Sie glaubte auch, ihr Pschiater sei ein Bauchredner, weil er mit ihrem
Bauch redete. Sie verstand leider so einiges nicht. Sie hatte noch nie einen echten Bauchredner gesehen. Das interessante war, dass ihr Psychiater eigentlich Mormone war. Obwohl er ihr den katholischen Blödsinn einredete. Und er wiederum litt an Mormonenstau. So nennt man es, wenn Mormonen an hormonellem Triebstau leiden. Auch seine eigenen Unpässlichkeiten diagnostizierte ihr Psychiater so, dass er sie zur Selbsttherapie nutzen konnte. Er nannte das
»Handhabungstherapie«. Sie musste sich entkleiden und flach auf eine wachstuchbehangene Couch legen und er handhabte sie dann. Das sollte ihr den bösen Geist aus dem Körper spülen. Dominik seufzte. Wie hatte sie sich so einen Quatsch einreden lassen können? Jahrelang hatte sie dieser merkwürdige Kirgise schamlos ausgenutzt und an der Nase herumgeführt. Ganz zu schweigen von den Unkosten, die dadurch der Krankenkasse angefallen waren. Das fand er beinahe noch schlimmer.

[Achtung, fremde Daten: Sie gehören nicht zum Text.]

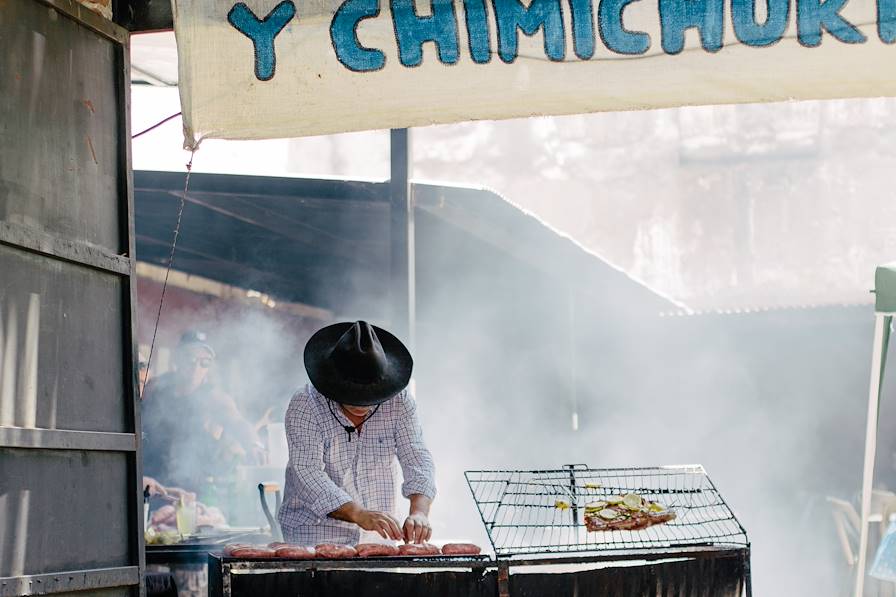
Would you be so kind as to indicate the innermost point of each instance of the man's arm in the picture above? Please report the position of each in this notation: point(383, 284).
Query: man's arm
point(417, 528)
point(418, 469)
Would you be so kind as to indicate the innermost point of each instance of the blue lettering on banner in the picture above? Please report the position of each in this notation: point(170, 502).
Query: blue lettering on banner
point(413, 31)
point(344, 35)
point(262, 33)
point(582, 28)
point(751, 33)
point(812, 16)
point(886, 20)
point(614, 34)
point(477, 31)
point(677, 16)
point(540, 14)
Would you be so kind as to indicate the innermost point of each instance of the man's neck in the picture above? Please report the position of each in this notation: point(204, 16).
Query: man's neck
point(356, 420)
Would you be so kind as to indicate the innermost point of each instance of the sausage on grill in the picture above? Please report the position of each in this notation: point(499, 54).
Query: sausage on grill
point(335, 552)
point(461, 549)
point(252, 552)
point(295, 552)
point(418, 549)
point(228, 549)
point(375, 550)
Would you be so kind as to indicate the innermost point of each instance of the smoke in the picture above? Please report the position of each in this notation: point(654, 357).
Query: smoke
point(772, 403)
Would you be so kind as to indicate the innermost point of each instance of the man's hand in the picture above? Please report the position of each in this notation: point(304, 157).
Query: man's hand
point(417, 528)
point(378, 522)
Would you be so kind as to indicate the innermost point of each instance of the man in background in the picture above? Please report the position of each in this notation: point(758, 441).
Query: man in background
point(192, 429)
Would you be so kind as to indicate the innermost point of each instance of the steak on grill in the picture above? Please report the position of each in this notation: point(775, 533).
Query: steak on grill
point(331, 551)
point(460, 549)
point(295, 552)
point(418, 549)
point(374, 550)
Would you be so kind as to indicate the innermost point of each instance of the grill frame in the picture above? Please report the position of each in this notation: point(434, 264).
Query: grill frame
point(525, 507)
point(690, 572)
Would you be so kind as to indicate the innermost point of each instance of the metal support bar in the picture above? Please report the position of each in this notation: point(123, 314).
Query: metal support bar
point(402, 282)
point(90, 19)
point(24, 237)
point(56, 439)
point(66, 582)
point(870, 447)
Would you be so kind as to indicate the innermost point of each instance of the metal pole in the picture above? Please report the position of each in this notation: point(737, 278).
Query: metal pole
point(402, 279)
point(870, 448)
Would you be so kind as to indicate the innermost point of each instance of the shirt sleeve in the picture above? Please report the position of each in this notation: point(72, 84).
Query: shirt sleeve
point(416, 462)
point(315, 490)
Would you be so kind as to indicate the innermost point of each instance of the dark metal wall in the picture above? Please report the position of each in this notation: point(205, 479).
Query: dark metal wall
point(70, 505)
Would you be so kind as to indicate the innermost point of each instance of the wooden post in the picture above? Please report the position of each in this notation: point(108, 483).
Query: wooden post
point(402, 283)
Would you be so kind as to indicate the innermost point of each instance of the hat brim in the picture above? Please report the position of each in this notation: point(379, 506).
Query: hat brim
point(326, 378)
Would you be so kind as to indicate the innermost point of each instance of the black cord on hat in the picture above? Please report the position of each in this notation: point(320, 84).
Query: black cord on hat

Viel Mitleid empfand er nicht für sie, seit sie ihn in den wilden siebzigern von einem Tag auf den anderen hatte sitzen lassen, um mit einem sehbehinderten Gelenkbusfahrer nach Indien zu trampen. Der war entlassen worden, weil er aufgrund seiner Sehbehinderung versehentlich den Busbahnhof mit einer Einkaufspassage verwechselt hatte und mit voller Geschwindigkeit in eben dieses Einkaufszentrum hineingefahren war. Dummerweise war dann nicht nur er samt Bus da
drin, sondern schon vorher eine Reihe an Leuten, die nach Kontakt mit dem hochgeschwindigen Bus nicht mehr wirklich quicklebendig wirkten. Und da hatten sie ihn dann entlassen. Danach hatte er sich erst noch als Erfinder versucht. Aber seine »Notdurftschleuse« erschien niemandem von Bedarf, geschweige denn von Brauchbarkeit und Sinn. Und so suchte er nun sein Heil im Hinuismus und wollte wasserpfeiferauchend einen Guru aufsuchen, der ihn ans wahre Licht führen sollte. Dominiks Mutter hatte davon erfahren und gehofft, auf diesem Wege ihre Papstphobie vielleicht endlich loszuwerden. Sie ließ die kirgisische mormonenstaukurierende Handhabungstherapie sausen und ging mit Ewald, dem Gelenkbusfahrer nach Indien. Leider hatte sie vergessen, dass sie noch einen Sohn hatte. Sie war einfach zu spontan in ihrer Eindimensionalisiertheit. Dominik war dann zu den Großeltern auf einen Bauernhof auf der Magdeburger Börde gekommen und durfte da vor allem Schweinetröge säubern. Vielleicht hatte ihn das so nachhaltig geprägt, dass er sich langsam hocharbeitete und nun Facharbeiter einer Gebäudereinigungsfirma war. Seine Mutter hatte er nie wieder gesehen. Eher noch einmal den Papst. Im Fernsehen. Und dann dachte er wieder an die alte Zeit, die Kamelbonbons und ließ das Fotoalbum quietschen. Und die Nachbarn dachten wieder: Er schon wieder.